Trial judges for the Khmer Rouge tribunal are now considering their verdict for prison chief Kaing Kek Iev, whose trial wrapped up late last year, court officials said Tuesday.
Tribunal judges and other officials began a week of plenary sessions Tuesday, with renewed focus on the tribunal’s efficiency, including in the verdict of Kaing Kek Iev, or Duch, officials said.
“The trial chamber currently is preparing the verdict,” said Kong Srim, president of the tribunal’s Supreme Court Chamber and head of the plenary session.
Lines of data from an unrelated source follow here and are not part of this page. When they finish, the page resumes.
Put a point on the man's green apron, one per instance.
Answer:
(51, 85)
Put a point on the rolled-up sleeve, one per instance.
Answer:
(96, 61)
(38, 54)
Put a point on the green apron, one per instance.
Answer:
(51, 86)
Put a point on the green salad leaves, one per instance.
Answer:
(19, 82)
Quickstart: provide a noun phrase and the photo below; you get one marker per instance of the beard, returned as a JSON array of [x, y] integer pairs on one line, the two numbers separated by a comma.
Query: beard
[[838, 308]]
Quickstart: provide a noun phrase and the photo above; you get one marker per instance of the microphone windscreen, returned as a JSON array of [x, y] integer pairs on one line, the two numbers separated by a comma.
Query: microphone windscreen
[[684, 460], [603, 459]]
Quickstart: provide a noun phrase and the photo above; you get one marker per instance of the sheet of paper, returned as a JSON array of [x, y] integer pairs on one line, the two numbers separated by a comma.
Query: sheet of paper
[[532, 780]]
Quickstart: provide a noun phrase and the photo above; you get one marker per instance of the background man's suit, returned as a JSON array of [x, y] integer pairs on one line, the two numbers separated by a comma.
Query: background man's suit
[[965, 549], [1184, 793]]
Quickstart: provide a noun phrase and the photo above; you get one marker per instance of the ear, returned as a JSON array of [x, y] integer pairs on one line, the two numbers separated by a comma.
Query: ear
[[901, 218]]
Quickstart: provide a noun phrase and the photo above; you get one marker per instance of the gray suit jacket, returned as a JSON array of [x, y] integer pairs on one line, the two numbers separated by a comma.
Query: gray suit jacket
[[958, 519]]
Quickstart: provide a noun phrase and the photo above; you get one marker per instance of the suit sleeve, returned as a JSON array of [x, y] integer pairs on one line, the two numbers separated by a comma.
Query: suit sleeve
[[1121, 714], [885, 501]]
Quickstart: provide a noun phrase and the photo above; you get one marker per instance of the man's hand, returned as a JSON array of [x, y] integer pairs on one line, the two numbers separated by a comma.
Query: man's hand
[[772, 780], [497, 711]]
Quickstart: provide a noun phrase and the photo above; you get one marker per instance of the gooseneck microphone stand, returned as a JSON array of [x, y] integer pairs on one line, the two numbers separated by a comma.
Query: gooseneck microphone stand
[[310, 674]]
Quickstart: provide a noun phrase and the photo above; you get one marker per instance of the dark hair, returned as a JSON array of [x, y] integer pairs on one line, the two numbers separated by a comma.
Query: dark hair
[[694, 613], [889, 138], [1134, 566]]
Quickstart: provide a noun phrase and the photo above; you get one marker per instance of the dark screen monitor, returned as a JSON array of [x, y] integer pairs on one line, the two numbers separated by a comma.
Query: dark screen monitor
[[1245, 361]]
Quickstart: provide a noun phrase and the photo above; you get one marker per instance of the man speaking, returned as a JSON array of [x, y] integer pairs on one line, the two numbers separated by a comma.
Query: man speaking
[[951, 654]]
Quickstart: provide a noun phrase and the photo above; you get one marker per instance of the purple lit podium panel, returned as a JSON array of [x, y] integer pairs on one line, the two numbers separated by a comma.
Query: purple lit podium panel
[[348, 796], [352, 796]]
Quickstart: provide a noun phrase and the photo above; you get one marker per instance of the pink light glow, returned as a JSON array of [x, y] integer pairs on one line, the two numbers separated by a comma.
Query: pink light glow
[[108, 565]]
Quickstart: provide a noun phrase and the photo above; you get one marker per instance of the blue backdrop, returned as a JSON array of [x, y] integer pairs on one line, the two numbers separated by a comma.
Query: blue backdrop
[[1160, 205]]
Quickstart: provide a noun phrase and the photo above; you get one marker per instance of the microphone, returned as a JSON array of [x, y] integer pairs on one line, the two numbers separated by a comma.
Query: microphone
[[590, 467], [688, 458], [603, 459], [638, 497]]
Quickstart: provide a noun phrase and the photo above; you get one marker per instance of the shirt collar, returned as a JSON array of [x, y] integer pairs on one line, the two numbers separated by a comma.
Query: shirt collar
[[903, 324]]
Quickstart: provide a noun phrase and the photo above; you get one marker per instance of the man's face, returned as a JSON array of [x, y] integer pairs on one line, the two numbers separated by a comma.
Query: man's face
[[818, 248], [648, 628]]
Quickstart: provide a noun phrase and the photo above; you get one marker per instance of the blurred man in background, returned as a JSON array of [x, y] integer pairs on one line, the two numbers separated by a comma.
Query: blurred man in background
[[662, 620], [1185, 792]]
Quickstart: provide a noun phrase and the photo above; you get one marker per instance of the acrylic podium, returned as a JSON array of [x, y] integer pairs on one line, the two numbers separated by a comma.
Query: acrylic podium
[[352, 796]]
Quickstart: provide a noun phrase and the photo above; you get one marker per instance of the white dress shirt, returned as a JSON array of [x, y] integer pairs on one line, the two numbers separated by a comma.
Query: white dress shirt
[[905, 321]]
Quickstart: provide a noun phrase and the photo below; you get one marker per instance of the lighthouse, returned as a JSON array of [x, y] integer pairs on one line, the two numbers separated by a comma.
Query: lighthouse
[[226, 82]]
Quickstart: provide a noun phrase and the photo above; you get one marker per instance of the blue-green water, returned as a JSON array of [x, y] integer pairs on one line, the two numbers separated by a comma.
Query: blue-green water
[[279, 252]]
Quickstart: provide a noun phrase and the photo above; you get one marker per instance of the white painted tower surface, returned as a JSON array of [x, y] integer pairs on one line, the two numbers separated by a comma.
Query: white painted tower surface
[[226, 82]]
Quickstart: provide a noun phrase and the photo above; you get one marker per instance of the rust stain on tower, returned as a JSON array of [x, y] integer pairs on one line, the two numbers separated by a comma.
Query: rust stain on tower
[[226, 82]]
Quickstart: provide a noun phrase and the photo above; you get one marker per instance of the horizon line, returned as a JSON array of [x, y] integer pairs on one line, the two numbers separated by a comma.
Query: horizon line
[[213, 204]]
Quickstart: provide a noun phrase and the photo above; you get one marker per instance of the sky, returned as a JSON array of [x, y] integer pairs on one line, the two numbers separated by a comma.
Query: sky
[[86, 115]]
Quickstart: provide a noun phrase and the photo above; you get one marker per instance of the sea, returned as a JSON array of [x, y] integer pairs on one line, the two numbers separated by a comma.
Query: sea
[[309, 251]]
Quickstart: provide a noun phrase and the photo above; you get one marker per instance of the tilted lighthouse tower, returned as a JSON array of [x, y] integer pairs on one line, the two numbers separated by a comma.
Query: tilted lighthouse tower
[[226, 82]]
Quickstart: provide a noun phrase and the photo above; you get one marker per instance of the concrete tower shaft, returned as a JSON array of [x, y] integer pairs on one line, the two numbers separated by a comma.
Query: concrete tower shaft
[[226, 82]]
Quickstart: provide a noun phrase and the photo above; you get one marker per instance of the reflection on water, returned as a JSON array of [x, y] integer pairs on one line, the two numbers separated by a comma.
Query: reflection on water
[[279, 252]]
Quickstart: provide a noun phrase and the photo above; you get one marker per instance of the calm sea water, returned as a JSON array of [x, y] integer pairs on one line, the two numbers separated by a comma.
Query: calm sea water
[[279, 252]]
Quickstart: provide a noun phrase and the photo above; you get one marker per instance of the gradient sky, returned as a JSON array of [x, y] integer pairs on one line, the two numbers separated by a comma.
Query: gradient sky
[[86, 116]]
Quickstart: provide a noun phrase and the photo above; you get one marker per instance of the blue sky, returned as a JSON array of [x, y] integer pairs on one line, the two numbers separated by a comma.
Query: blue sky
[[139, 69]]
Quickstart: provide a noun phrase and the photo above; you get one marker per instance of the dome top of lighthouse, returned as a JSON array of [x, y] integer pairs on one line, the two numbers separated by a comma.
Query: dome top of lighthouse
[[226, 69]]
No date for the verdict has been set.
Kong Srim said the court was facing “many challenges” in meeting its timeframe, but officials had “a new determination” to provide justice “on time and with efficiency.”
“These trials will continue to be fair and transparent, not only for the accused, but also for the thousands of victims,” said judge Silvia Cartwright, vice president of the plenary session, in opening remarks.
Tribunal officials meet for plenary sessions twice a year, and this session they are also expected to address the level of participation allowed for civil party lawyers, who represent victims of the regime in a bid for greater reconciliation from the trials.
Officials will consider whether the rules should restrict access to hearings for all civil party lawyers, who could then choose limited representatives, a move the civil parties oppose.
In their opening statement Kong Srim and Cartwright said a representative model would “strengthen the participation of the victims.”
Lars Olsen, a spokesman for the tribunal, said judges would make their decision at the end of a weeklong discussion.
On Tuesday, USprosecutor Andrew Cayley and French reserve prosecutor Nicholas Koumjian were sworn in as tribunal jurists. Cayley replaces Canadian prosecutor Robert Petit, who left the court in September after advocating for more arrests and indictments.